With the exception of any code that relies on variables r and c directly (looked like only a few), the macros can be changed and loops simplified (flattened). How much of a speed up is unknown. I'd change a few functions and benchmark to see if the effort is worth it.

// return the row and col index, computed from input idx and nCols
void RowColFromIndex(int & row, int & col, int idx, int nCols)
{
row = idx / nCols;
col = idx % nCols;
}

// return the flat index computed from inputs row, col, nCols
int IndexFromRowCol(int row, int col, int nCols)
{
return row * nCols + col;
}

#define DrcIdx Data[rIdx][cIdx]
#define FOR_ROW_COL_MV for (int idx = 0; idx < nrRows * nrCols; ++idx)\
int rIdx, cIdx; \
RowColFromIndex(rIdx, cIdx, idx, nrCols); \
if(!IS_MV_REAL4(&Mask->Data[rIdx][cIdx]))

#define FOR_ROW_COL_MV_CH for (int idx = 0; idx < nrRows * nrCols; ++idx)\
int rIdx, cIdx; \
RowColFromIndex(rIdx, cIdx, idx, nrCols); \
if(!IS_MV_REAL4(& ChannelMask->Data[rIdx][cIdx]))

So, basically anywhere variable r and c are used need to be changed to rIdx and cIdx (using rIdx and cIdx helps find errors while porting).

wysota

11th January 2011, 19:50

All those loops can be easy paralellized. These that don't depend on the order of calculations can be done with QtConcurrent or with a simple OpenCL kernel. Those that depend on the order of execution are a bit more tricky but I'm sure they can be sped up as well. If you use OpenCL you can get a speed-up in the magnitude of 10-50x. With QtConcurrent the speed-up depends on the number of cpu cores (so it's probably around 2-4x max). There is also a possibility to use SIMD optimizations available in your CPU such as SSE.

pkohut

11th January 2011, 21:10

wysota

11th January 2011, 21:38

While technically true, there is no free lunch. "easy paralellized" "simple OpenCl kernel", again are dependent an the OP's capabilities and understanding of parallel programming issues.

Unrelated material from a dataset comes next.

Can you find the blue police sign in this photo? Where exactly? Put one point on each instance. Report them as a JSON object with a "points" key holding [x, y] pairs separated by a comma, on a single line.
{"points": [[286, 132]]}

It's not that bad. If you have a for loop such as the following:

for(int r = 0; r < rows; ++r) {
for(int c = 0; c < cols; ++c) {
doSomething(r,c);
}
}
Can be rewritten as

QFutureSynchronizer<void> waiter;
for(int r = 0; r < rows; ++r) {
for(int c = 0; c < cols; ++c) {
waiter.addFuture(QtConcurrent::run(doSomething, r, c));
}
}
waiter.waitForFinished(); // or do something else in the meantime

This doesn't require any skills and provided that doSomething() does more than just add two ints together, you will get a decent speed improvement on a multicore system. Of course there is a good chance the loop can be substituted with a flat call to QtConcurrent::mappedReduced(). OpenCL is more tricky although I see the OP's calculations are mostly simple vector operations (additions and multiplications) so the code doesn't need many changes.

qt_gotcha

21st January 2011, 09:15

thanks for the help and suggestions guys, I really apreciate it.